The ICC in the past has been criticised by fans and players alike for changing the rules of the One Day format too often. While true, the ICC has come up with tweaks and modifications for the 50-over format time and again, one cannot find fault with the ICC’s intentions over the same.
Since the tests are for purists and T20s attract crowds and new fans from all over the world, it’s the ODIs that have witnessed a dip in popularity over the last few years. It is a matter of survival for a format that’s the basis for the most recognised global event in cricket – the cricket World Cup. The ICC, therefore, has come up with tweaks time and again in order to breathe new life into the ODIs and keep it relevant.

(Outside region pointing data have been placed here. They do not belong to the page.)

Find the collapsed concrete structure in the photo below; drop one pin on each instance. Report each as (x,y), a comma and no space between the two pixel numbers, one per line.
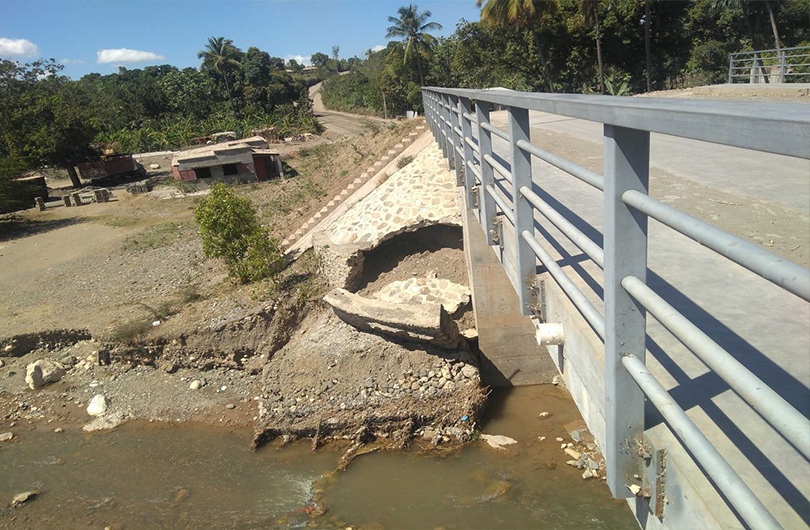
(246,159)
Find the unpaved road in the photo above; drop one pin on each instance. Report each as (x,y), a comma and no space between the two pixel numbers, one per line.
(342,123)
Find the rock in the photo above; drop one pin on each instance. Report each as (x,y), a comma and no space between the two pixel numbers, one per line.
(498,441)
(97,406)
(42,372)
(420,322)
(105,423)
(469,371)
(23,497)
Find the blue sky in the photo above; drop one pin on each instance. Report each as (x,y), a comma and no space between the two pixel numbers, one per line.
(98,35)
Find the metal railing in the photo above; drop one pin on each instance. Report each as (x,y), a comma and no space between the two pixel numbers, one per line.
(770,66)
(627,207)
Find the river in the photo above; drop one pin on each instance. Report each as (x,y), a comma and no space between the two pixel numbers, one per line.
(191,476)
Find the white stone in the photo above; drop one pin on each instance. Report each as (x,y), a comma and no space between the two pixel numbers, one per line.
(97,406)
(498,441)
(42,372)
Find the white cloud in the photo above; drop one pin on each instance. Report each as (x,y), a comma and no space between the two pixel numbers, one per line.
(300,59)
(18,47)
(125,55)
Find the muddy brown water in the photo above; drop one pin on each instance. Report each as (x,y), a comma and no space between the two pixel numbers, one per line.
(188,476)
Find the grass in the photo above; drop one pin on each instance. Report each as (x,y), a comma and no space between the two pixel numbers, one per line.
(134,329)
(156,236)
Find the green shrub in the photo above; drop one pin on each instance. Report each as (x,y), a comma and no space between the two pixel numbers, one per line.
(404,161)
(229,229)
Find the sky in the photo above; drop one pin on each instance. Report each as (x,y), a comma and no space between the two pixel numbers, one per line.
(99,35)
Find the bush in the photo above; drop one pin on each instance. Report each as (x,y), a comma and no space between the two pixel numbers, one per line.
(230,230)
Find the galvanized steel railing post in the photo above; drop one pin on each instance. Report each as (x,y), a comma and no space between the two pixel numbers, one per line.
(450,152)
(458,142)
(486,204)
(466,129)
(525,259)
(626,167)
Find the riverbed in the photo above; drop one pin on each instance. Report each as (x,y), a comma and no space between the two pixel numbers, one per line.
(186,476)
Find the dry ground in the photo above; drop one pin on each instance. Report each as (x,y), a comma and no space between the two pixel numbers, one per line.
(101,266)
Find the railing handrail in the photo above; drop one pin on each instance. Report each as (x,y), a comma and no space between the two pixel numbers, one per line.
(780,128)
(628,123)
(754,52)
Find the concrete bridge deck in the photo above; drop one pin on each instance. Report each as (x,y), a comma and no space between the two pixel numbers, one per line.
(760,197)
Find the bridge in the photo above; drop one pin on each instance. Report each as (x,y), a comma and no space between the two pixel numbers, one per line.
(685,347)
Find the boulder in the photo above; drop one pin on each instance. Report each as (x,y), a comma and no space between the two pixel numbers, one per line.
(97,406)
(498,441)
(42,372)
(418,322)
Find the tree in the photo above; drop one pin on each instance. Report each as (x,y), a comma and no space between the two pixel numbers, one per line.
(647,45)
(229,229)
(44,116)
(336,57)
(413,27)
(321,60)
(520,13)
(590,9)
(221,55)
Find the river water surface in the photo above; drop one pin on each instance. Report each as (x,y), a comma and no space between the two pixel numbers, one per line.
(142,476)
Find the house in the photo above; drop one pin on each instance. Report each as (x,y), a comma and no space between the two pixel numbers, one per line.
(246,159)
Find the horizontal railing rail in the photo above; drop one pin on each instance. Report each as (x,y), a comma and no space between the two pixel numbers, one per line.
(779,66)
(460,121)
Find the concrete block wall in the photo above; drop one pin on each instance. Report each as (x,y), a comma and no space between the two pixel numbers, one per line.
(351,188)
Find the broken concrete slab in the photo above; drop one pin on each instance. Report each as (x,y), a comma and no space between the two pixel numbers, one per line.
(418,322)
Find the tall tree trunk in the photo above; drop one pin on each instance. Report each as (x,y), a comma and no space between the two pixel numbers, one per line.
(647,46)
(773,26)
(599,51)
(74,177)
(419,66)
(228,89)
(546,71)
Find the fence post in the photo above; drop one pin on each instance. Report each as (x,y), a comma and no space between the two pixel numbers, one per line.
(525,260)
(469,155)
(448,129)
(730,68)
(782,66)
(626,167)
(458,142)
(486,204)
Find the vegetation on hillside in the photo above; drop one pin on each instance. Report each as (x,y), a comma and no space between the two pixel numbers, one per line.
(576,46)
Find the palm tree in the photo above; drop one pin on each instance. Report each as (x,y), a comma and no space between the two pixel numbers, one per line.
(335,56)
(521,13)
(220,54)
(413,27)
(590,9)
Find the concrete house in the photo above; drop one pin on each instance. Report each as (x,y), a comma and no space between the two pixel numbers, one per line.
(246,159)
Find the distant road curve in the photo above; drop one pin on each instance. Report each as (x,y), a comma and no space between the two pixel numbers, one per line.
(342,123)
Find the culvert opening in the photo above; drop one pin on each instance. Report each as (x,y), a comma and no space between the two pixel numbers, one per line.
(436,248)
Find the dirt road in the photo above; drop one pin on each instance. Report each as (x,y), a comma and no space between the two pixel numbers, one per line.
(342,123)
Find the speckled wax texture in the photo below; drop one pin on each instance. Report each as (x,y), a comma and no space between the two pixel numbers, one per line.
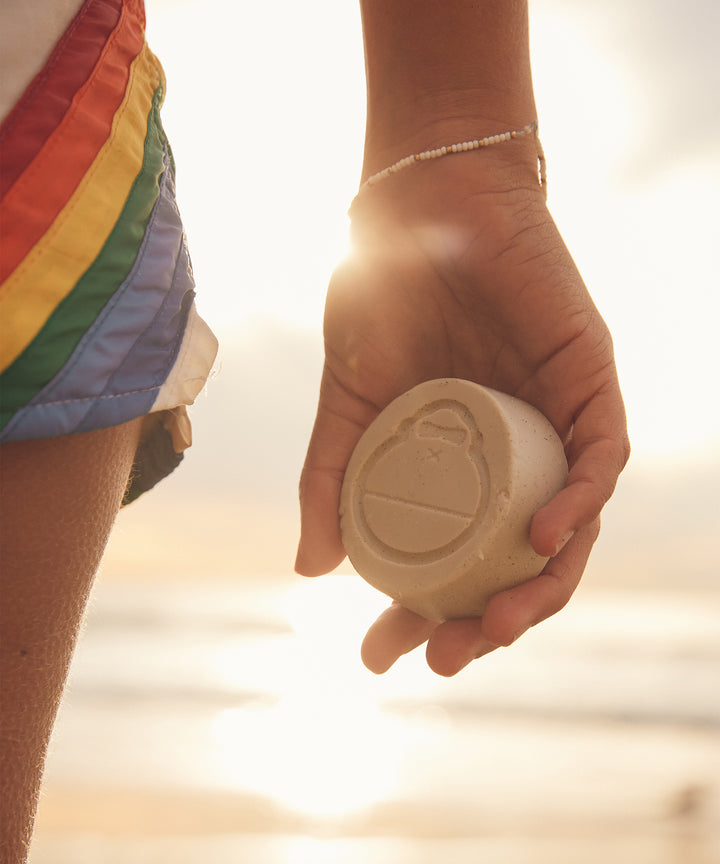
(440,492)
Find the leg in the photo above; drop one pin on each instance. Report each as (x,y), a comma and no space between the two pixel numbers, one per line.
(58,500)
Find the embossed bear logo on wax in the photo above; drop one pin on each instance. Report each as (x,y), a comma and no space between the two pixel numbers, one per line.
(424,491)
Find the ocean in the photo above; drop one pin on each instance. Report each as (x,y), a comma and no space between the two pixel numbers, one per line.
(232,720)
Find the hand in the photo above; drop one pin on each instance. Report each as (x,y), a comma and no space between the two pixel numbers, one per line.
(459,271)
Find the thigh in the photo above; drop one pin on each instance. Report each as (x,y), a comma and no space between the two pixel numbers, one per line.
(58,500)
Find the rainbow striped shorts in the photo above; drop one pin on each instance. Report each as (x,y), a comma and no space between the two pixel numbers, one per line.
(97,313)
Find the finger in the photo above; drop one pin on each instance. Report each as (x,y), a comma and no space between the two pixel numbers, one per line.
(598,453)
(510,613)
(454,644)
(396,632)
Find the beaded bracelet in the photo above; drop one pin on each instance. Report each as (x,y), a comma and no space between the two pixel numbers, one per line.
(463,147)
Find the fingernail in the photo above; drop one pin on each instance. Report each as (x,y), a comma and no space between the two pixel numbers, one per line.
(563,541)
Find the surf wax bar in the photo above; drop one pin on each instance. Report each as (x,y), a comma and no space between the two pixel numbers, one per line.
(440,492)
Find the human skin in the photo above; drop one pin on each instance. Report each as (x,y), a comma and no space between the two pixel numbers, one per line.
(58,501)
(458,270)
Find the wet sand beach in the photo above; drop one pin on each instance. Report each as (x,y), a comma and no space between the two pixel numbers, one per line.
(226,722)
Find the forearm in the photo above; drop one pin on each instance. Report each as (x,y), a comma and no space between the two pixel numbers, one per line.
(440,72)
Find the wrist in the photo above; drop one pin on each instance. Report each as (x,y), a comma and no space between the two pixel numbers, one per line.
(443,72)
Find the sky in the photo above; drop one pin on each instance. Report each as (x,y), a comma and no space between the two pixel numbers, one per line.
(265,112)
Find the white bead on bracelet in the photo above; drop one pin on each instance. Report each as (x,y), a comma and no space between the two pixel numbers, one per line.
(462,147)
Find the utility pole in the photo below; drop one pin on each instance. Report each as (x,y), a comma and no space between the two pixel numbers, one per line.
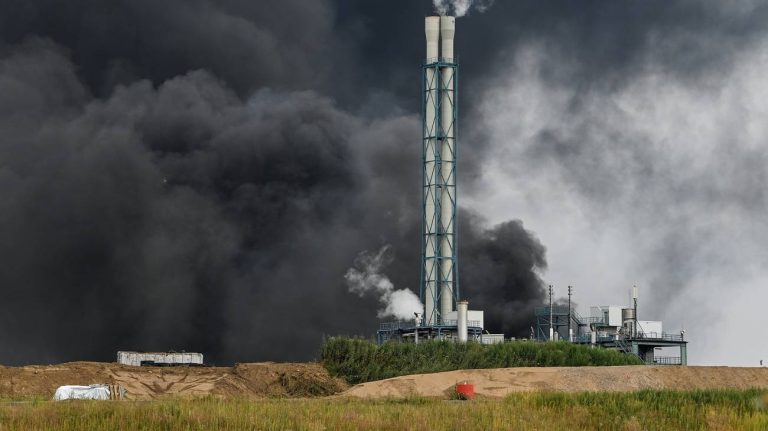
(570,331)
(551,322)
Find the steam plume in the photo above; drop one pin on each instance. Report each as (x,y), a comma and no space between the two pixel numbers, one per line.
(366,278)
(460,8)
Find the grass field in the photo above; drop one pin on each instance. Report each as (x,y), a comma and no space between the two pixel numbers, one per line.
(360,361)
(647,410)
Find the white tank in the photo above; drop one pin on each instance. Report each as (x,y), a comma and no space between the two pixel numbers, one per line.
(462,308)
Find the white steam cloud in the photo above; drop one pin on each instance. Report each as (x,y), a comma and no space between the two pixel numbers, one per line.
(366,278)
(460,8)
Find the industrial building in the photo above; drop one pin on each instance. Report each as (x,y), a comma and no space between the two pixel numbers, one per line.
(159,359)
(444,316)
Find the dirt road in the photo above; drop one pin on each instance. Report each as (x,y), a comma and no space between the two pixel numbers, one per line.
(501,382)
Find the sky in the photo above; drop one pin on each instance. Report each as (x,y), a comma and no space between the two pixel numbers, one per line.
(201,175)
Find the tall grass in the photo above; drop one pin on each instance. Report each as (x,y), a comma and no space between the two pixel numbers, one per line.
(649,410)
(358,360)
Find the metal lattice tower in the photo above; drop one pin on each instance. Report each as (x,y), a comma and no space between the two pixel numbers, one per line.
(439,280)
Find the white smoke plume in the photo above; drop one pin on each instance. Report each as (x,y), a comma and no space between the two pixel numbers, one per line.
(460,8)
(366,278)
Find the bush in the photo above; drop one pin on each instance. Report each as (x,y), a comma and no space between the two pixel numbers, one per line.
(358,360)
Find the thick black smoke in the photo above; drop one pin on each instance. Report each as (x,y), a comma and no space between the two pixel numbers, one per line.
(178,214)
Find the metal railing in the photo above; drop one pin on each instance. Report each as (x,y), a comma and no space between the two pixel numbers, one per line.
(665,360)
(394,326)
(663,337)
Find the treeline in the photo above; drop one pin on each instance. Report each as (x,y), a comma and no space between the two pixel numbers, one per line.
(358,360)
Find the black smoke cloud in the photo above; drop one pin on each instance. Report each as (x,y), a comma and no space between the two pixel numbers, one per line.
(178,214)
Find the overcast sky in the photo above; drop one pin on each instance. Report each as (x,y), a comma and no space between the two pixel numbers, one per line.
(201,174)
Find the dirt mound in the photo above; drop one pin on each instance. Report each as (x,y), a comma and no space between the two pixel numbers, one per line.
(501,382)
(242,380)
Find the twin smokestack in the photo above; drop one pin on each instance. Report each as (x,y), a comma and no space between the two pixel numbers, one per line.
(440,288)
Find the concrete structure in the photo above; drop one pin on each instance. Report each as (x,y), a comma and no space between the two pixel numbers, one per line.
(439,281)
(138,359)
(613,327)
(444,317)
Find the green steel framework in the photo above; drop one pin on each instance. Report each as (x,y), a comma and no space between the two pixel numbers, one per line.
(438,135)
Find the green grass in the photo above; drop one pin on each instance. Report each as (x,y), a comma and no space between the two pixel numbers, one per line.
(358,360)
(647,410)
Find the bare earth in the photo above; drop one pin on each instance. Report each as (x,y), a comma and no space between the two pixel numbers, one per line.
(144,383)
(501,382)
(311,380)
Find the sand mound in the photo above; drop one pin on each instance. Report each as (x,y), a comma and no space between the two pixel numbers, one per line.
(242,380)
(501,382)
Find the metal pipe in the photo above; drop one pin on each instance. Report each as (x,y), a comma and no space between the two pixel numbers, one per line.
(462,308)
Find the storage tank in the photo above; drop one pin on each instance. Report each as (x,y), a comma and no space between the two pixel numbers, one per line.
(627,314)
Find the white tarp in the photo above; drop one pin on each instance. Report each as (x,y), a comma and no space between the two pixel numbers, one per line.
(92,392)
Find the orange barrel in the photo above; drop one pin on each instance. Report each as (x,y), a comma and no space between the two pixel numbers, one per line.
(465,391)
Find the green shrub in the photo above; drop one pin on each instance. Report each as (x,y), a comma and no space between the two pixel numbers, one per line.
(358,360)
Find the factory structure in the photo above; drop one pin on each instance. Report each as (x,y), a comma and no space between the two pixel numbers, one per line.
(614,327)
(446,316)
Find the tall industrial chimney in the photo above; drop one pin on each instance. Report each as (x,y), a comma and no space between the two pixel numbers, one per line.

While it is only recently that the rule changes have become frequent, the first major pivot in how the ODIs are played can be traced back to the 1983 World Cup. Here are five ODI rule changes over the years that have shaped the One Day International format as we know it today.
#1 60 overs to 50 overs
Even though the first ODI was played in 1971, it was only until later in 1983 that the 60-over format was shunned. The 60 overs format history, however, can be traced back to the 1970-71 season when the first four days of the MCG test between Australia and England were washed out and the organisers, therefore, decided to play a one day game with 40 eight-ball overs a side.
This was the beginning of the one day era and over the years, a lot of different countries tried their hand at a lot of different one day formats.
The follow up series, for example, between Australia and England was played with 55 six-ball overs. New Zealand too tried its hand at a 35-over a side ODI format for some time after that.
The first 50-over six-ball game was played by West Indies who hosted Pakistan in 1977 and then Australia in 1978. The 1983 World Cup saw the last 60-over a side game being played. Thereafter, 50-over games were a standard routine but England continued to play the 55 over format until 1995.